Рощин старается разглядеть в темноте лицо полковника, но это не удается. Чтобы отогнать сон, он, улыбаясь в темноте, вспоминает, как его разыграл полковник. Когда они сели за стол, Дымов вынул из кармана пиджака небольшую плоскую коробку, похожую на портсигар. На коробке, сверху, была наклеена этикетка папирос «Казбек».

— Вы какие курите? — спросил Дымов и положил коробку перед собой.

— «Беломор», — ответил Рощин, машинально опуская руку в карман за папиросами. — Но ведь вы приказали не курить?

— Правильно.

— Так зачем же вы смущаете себя и меня? — сказал Рощин, кивая на коробку.

— Просто так, для проверки нашей выдержки, — рассмеялся Дымов. Он открыл коробку, и Рощин с изумлением увидел, что вместо папирос в ней поблескивают маленькие и тонкие металлические части какого-то прибора.

— Как видите, — сказал Дымов, — курить все равно нечего!

Он нажал какую-то кнопку, вытащил двумя пальцами гибкий алюминиевый штырь — телескопическую антенну, легким щелчком включил питание и вложил в ухо капсюльный наушник.

— Теперь понятно, какого сорта эти папиросы? — спросил он.

— Конечно, товарищ полковник, — тихо проговорил Рощин, поняв, что перед ним — приемно-передающая радиостанция, смонтированная в маленькой, похожей на папиросную коробке.

— То-то же!

Сейчас полковник напряженно слушает, изредка трогая пальцем заложенный в ухо капсюль. Вдруг в комнате звучат слова, которые он ждет третью ночь. Одновременно с ним эти слова слышат сидящие на берегу майор Ширшов и водолаз Бабин.

— Внимание! Шторм! Внимание! Шторм!

Дымов слегка подталкивает локтем Рощина, захлопывает коробку, вынимает пистолет. Оба они выходят в приоткрытую дверь.

Путь высчитан и проверен десятки раз. Вот и забор соседнего домика. Несколько шагов — и через сдвинутую доску забора они осторожно пролезают и идут дальше. Снова забор, в котором также заранее сделан проход. Теперь Дымов и Рощин в саду Евдокии Петровны Рубашкиной. В глаза бросается пляшущий огонек керосиновой лампы, стоящей в саду на столике, между деревьями. Он отчетливо виден, этот огонек, и отсюда, и с берега моря.

— Сигнал! — взволнованно шепчет старший лейтенант.

Полковник молчит и предостерегающе поднимает руку.

Притаившись в тени забора, они ждут.
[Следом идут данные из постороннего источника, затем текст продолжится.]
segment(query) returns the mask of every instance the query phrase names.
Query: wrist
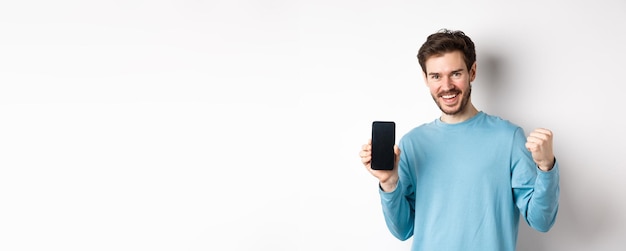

Теперь им виден не только дом, стоящий в глубине сада, но и узкая полоска моря, укрытая между холмами. Вместе с маленькой косой побережья она примыкает почти вплотную к дому.

Калитка приоткрыта, и это тоже замечает Дымов при свете лампы.

Снова ожидание — долгое и мучительное. Десять, двадцать, сорок минут… Но что это? Из воды, словно огромная ящерица, выползает фигура. Она в водолазном скафандре. Человек, по-видимому, очень устал. Он делает несколько шагов, шатается и падает навзничь.

В эти секунды Дымов и Рощин убеждаются в том, что не только они и их друзья на другом конце Мореходного бодрствуют и ждут. Из калитки домика Рубашкиной выбегает человек. Он стремительно бросается к вышедшему из воды и, оглядываясь по сторонам и втягивая голову в плечи, пытается помочь ему встать. Человек в скафандре лежит без движения. Второй снова наклоняется над лежащим, торопливо стаскивает с него шлем и что-то шепотом говорит, показывая рукой в сторону калитки.